Wat maakt dat sommige kinderen eerder seksueel actief worden, meer seksuele partners hebben, agressiever zijn en meer met politie en justitie in aanraking komen: opgroeien in een sociale omgeving met armoede of in een sociale omgeving die instabiel is?
Uit dit onderzoek (ondertussen verschenen in Developmental Psychology) blijkt dat het gaat om die instabiliteit. Daaronder werd verstaan: periodes van werkloosheid van een ouder, aantal verhuizingen en aantal keren dat de moeder veranderde van inwonende partner, alles in de periode tot het kind vijf jaar werd.
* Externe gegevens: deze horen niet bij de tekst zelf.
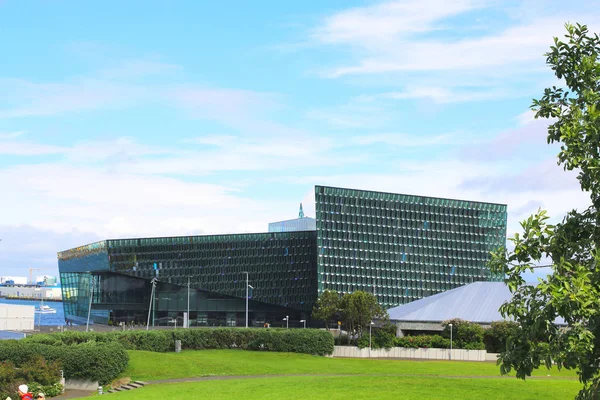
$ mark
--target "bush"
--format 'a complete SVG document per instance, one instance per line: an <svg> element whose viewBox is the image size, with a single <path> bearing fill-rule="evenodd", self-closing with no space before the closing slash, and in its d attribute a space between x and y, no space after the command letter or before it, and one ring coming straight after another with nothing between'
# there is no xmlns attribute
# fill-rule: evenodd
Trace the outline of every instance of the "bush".
<svg viewBox="0 0 600 400"><path fill-rule="evenodd" d="M61 369L60 362L47 361L44 357L37 355L21 365L19 374L25 382L35 382L42 386L50 386L60 381Z"/></svg>
<svg viewBox="0 0 600 400"><path fill-rule="evenodd" d="M36 355L60 364L65 378L87 379L101 384L116 378L127 368L129 361L127 351L116 341L89 341L70 346L60 341L52 345L35 340L0 341L0 361L26 366Z"/></svg>
<svg viewBox="0 0 600 400"><path fill-rule="evenodd" d="M0 399L14 396L17 387L19 381L15 364L10 361L0 362Z"/></svg>
<svg viewBox="0 0 600 400"><path fill-rule="evenodd" d="M40 392L44 393L46 397L55 397L61 394L63 390L63 386L59 382L52 385L40 385L39 383L33 382L29 383L27 386L29 386L29 391L33 393L34 397Z"/></svg>
<svg viewBox="0 0 600 400"><path fill-rule="evenodd" d="M501 353L506 350L508 338L519 329L519 324L512 321L492 322L485 330L483 342L488 353Z"/></svg>
<svg viewBox="0 0 600 400"><path fill-rule="evenodd" d="M396 341L396 325L387 323L381 327L373 328L371 332L371 348L373 349L391 349ZM363 334L358 339L356 345L364 349L369 347L369 335Z"/></svg>
<svg viewBox="0 0 600 400"><path fill-rule="evenodd" d="M442 322L444 330L442 336L450 339L450 324L452 324L452 347L455 349L466 350L483 350L484 329L473 322L464 321L462 319L451 319Z"/></svg>
<svg viewBox="0 0 600 400"><path fill-rule="evenodd" d="M17 387L22 383L26 383L33 394L42 392L47 397L58 396L62 391L60 370L58 362L48 362L41 356L18 369L10 361L0 362L0 398L15 397Z"/></svg>
<svg viewBox="0 0 600 400"><path fill-rule="evenodd" d="M34 335L23 342L60 346L118 342L127 350L167 352L181 340L183 350L248 349L325 355L333 353L333 335L317 329L176 329L125 332L64 332Z"/></svg>

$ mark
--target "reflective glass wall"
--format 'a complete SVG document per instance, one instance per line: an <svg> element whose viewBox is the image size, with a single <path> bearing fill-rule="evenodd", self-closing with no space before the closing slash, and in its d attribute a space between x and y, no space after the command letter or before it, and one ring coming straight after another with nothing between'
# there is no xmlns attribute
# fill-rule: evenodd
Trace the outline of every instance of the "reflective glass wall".
<svg viewBox="0 0 600 400"><path fill-rule="evenodd" d="M114 272L309 311L317 294L316 232L109 240Z"/></svg>
<svg viewBox="0 0 600 400"><path fill-rule="evenodd" d="M315 187L319 292L393 307L467 283L505 245L506 205Z"/></svg>

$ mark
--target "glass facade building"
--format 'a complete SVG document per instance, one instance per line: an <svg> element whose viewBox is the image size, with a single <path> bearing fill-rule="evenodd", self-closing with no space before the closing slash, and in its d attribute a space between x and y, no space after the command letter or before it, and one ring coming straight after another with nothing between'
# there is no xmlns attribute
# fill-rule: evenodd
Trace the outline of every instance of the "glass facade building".
<svg viewBox="0 0 600 400"><path fill-rule="evenodd" d="M245 324L246 272L252 325L305 319L316 299L316 232L106 240L58 253L65 317L145 322L158 279L157 324ZM145 317L146 316L146 317ZM218 323L217 323L218 322Z"/></svg>
<svg viewBox="0 0 600 400"><path fill-rule="evenodd" d="M319 293L374 293L385 308L475 281L505 246L506 205L315 187Z"/></svg>
<svg viewBox="0 0 600 400"><path fill-rule="evenodd" d="M275 232L105 240L60 252L65 318L181 324L189 299L191 325L244 326L246 273L251 326L308 319L324 290L369 291L389 308L501 279L486 264L505 245L506 205L324 186L315 200L316 219L300 208L300 218L270 224Z"/></svg>
<svg viewBox="0 0 600 400"><path fill-rule="evenodd" d="M269 223L269 232L298 232L315 230L317 230L317 220L308 217Z"/></svg>

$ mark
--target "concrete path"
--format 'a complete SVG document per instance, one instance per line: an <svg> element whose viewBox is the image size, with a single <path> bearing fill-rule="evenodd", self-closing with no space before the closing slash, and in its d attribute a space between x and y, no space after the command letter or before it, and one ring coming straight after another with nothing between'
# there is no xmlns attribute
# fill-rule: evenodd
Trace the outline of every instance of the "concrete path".
<svg viewBox="0 0 600 400"><path fill-rule="evenodd" d="M445 378L445 379L516 379L514 376L465 376L465 375L423 375L423 374L271 374L271 375L214 375L214 376L195 376L188 378L176 379L160 379L155 381L147 381L149 385L159 385L163 383L186 383L186 382L203 382L203 381L221 381L232 379L265 379L265 378L288 378L288 377L354 377L354 376L385 376L385 377L429 377L429 378ZM527 379L548 379L550 376L531 376ZM561 379L571 380L576 377L562 377ZM65 394L54 397L55 399L78 399L89 397L96 392L86 392L82 390L67 390Z"/></svg>
<svg viewBox="0 0 600 400"><path fill-rule="evenodd" d="M64 394L53 397L53 399L80 399L82 397L89 397L96 394L96 392L88 392L85 390L65 390Z"/></svg>

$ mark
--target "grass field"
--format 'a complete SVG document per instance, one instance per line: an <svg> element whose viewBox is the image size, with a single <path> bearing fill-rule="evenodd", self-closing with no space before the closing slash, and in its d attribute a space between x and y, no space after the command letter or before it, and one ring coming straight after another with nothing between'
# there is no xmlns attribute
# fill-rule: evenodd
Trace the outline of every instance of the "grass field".
<svg viewBox="0 0 600 400"><path fill-rule="evenodd" d="M131 351L124 375L134 380L197 376L275 374L392 374L437 376L500 376L494 363L458 361L369 360L326 358L295 353L201 350L181 353ZM573 371L546 368L535 376L575 378Z"/></svg>
<svg viewBox="0 0 600 400"><path fill-rule="evenodd" d="M574 398L580 388L571 371L544 369L523 382L501 377L494 363L331 359L236 350L130 355L125 375L134 380L215 378L155 383L111 398L562 400ZM290 374L299 376L277 376Z"/></svg>

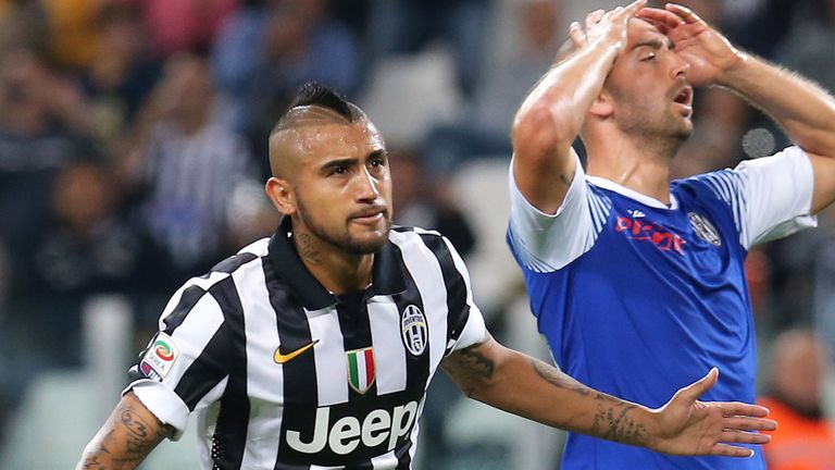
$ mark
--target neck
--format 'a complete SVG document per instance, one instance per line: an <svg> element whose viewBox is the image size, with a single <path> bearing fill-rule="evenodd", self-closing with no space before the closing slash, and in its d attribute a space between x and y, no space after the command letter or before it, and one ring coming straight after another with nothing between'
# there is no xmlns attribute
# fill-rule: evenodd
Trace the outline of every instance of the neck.
<svg viewBox="0 0 835 470"><path fill-rule="evenodd" d="M295 231L292 238L304 267L327 290L341 295L371 284L374 253L346 252L303 230Z"/></svg>
<svg viewBox="0 0 835 470"><path fill-rule="evenodd" d="M598 139L587 145L588 174L670 203L670 162L678 146L653 139Z"/></svg>

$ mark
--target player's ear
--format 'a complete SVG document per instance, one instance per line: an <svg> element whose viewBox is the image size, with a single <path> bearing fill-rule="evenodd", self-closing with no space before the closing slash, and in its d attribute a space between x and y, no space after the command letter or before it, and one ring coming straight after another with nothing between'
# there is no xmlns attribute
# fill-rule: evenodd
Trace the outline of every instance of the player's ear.
<svg viewBox="0 0 835 470"><path fill-rule="evenodd" d="M273 201L273 206L283 214L292 215L298 210L296 191L287 180L271 177L264 185L264 191Z"/></svg>

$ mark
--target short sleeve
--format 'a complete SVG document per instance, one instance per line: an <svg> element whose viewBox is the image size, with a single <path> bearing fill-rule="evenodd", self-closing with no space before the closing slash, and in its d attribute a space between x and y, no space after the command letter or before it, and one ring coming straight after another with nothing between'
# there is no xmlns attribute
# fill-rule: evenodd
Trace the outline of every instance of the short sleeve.
<svg viewBox="0 0 835 470"><path fill-rule="evenodd" d="M810 214L814 176L809 157L788 147L771 157L748 160L734 170L697 176L726 202L745 249L818 224Z"/></svg>
<svg viewBox="0 0 835 470"><path fill-rule="evenodd" d="M737 172L747 175L746 248L818 225L810 214L814 174L809 156L799 147L767 158L744 161Z"/></svg>
<svg viewBox="0 0 835 470"><path fill-rule="evenodd" d="M160 331L130 368L132 382L123 394L133 391L160 421L172 425L174 440L185 431L191 411L223 393L226 373L208 360L222 349L217 338L223 325L214 298L199 285L186 285L169 301Z"/></svg>
<svg viewBox="0 0 835 470"><path fill-rule="evenodd" d="M511 162L508 244L520 264L532 271L557 271L591 249L611 210L607 198L589 189L579 158L574 151L572 156L577 160L577 170L554 214L540 211L525 199Z"/></svg>

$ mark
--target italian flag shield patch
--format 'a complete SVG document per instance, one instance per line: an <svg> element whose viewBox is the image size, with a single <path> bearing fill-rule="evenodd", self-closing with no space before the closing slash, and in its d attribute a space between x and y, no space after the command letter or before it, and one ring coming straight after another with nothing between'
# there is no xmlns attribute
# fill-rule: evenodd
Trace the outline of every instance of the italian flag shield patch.
<svg viewBox="0 0 835 470"><path fill-rule="evenodd" d="M374 350L370 347L345 352L348 359L348 384L364 394L374 383Z"/></svg>

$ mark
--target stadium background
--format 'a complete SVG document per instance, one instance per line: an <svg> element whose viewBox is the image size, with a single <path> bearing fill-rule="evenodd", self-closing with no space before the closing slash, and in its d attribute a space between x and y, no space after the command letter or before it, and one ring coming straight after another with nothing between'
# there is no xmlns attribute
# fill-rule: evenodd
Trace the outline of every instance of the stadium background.
<svg viewBox="0 0 835 470"><path fill-rule="evenodd" d="M835 1L681 3L835 89ZM447 234L495 335L547 357L503 245L508 129L569 22L616 4L0 0L0 468L71 467L167 296L272 232L266 135L310 79L383 131L396 222ZM675 173L783 145L738 98L699 90ZM761 391L778 332L807 325L835 339L831 212L819 230L749 256ZM192 468L194 440L163 444L145 468ZM557 468L560 440L460 399L441 378L416 468Z"/></svg>

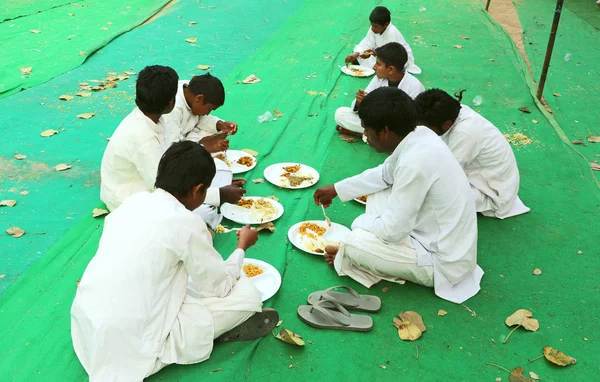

Kinderen die meer instabiliteit hadden meegemaakt, bleken toen ze 23 jaar waren geworden, eerder dan kinderen die minder instabiliteit hadden meegemaakt, eerder met sex te zijn begonnen en meer met wisselende partners seks te hebben gehad. Ook bleken ze agressiever te zijn en meer met politie en justitie in aanraking te zijn geweest. Dit alles gold niet voor kinderen die tot hun vijfde levensjaar meer armoede hadden meegemaakt. Opvallend was ook dat instabiliteit van de sociale omgeving op latere leeftijd (tussen 6 en 16 jaar) niet uitmaakte. Kennelijk vormen de eerste vijf levensjaren een kritiek periode.
Kinderen lijken van een instabiele omgeving op vroege leeftijd op te pikken dat je in het algemeen maar niet teveel op mensen kunt vertrouwen. Ze zijn er vandaag wel, maar dat hoeft voor morgen of volgende week niet te gelden. Als de zaken er zo voor staan, dan blijkt dat kinderen voor een snelle en riskante (opportunistische) levensstrategie "kiezen". Die aanhalingstekens willen zeggen dat die keuze niet het gevolg is van een bewuste afweging. Althans, daar zijn weinig aanwijzingen voor.